In the last few weeks I have been asked many times what the value proposition of SaaS (for the buyer) is.


On way of looking at the value proposition is to look at (as a buyer) where the money spent goes. In a typical on premise setting, for every dollar you spend on software you need to spend additional dollars on hardware running the software and on people deploying and management the system. (top left pie chart below)


In a SaaS environment, the amount spend on software represent a much bigger chunk of the pie, as the hardware required to run the software and the people required to deploy and manage the system are at the provider site. (top right pie chart below)


One could say that this is slightly misleading. The provider needs to buy the specific hardware and pay the people to deploy and run the software provided to you. So part of the “software” cost that you pay, actually includes the hardware and people cost of the provider, making a zero sum game (whether you run in on premise or as a service, the actual software/hardware/people ratio is the same).
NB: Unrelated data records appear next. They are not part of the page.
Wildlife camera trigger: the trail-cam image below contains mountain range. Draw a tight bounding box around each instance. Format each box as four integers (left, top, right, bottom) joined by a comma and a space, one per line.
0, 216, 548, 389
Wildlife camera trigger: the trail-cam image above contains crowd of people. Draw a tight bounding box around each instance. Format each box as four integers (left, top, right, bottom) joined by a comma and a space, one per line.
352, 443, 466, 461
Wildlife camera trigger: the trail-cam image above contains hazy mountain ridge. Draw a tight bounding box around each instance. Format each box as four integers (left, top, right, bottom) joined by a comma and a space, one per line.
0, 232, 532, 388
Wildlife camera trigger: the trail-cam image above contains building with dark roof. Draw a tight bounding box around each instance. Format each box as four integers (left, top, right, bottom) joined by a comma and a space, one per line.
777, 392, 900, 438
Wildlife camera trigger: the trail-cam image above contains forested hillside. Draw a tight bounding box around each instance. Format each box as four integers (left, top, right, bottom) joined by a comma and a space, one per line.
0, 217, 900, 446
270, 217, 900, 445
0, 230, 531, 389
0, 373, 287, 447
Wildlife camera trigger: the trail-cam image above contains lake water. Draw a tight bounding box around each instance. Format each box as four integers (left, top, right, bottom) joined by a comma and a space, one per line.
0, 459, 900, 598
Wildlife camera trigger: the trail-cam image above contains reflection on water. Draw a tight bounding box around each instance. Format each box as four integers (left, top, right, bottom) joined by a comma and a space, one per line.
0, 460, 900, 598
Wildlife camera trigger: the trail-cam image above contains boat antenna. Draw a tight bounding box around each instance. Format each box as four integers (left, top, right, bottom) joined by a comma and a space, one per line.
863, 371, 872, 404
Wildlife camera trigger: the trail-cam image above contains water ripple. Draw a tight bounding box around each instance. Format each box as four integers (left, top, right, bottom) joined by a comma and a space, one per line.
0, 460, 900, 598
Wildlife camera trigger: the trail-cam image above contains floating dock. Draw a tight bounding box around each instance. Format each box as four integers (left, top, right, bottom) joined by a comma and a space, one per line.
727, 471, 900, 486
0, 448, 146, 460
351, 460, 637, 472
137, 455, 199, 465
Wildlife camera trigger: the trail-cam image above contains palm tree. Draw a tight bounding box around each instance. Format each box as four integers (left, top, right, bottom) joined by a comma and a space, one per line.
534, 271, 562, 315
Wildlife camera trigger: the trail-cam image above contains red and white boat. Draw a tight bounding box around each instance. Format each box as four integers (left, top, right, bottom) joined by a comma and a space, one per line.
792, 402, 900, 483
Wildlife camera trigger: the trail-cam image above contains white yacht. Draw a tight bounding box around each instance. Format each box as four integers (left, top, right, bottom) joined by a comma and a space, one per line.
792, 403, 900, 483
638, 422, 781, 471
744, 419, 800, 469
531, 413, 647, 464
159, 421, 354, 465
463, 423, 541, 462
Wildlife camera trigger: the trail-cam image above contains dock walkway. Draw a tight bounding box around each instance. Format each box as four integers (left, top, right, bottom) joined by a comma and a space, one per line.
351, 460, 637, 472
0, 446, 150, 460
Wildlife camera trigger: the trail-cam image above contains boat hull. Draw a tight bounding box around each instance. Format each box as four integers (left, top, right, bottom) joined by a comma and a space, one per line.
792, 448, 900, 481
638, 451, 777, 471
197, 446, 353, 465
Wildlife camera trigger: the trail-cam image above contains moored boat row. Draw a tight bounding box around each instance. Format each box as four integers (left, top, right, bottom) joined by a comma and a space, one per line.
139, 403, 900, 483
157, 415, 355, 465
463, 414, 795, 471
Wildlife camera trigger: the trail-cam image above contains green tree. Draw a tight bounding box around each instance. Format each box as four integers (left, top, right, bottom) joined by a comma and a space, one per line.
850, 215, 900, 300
Well, this is exactly where the value proposition of SaaS kicks in. Because the provider is now offering the software to many different organizations, the provider can benefit of much better economy of scale that you would individually (think Walmart). The idea is that the server you would need to buy to run the software would cost you more than the fraction of the cluster of servers that is serving your app. The IT Pro you would hire to maintain your software would be more costly to you that the fraction of IT Pro staff (on provider’s payroll) maintaining your app, as the same staff would maintain thousands of installation.


In summary, it is true that part of your “software” cost is paying for hardware and people at the provider site to run and operate your software, but because of economy of scale, the amount charged to you is smaller than what it would cost you to operate it yourself.


The ratio of software cost over hardware and people cost are in your favor in a SaaS environment (bottom figure below)


Note that there are 2 assumptions here:

a) The value is the software (not hardware or people maintaining it) so the higher the software ratio, the better.

b) You are not a multi-mega site yourself which could obtain similar economy of scale than the SaaS provider itself.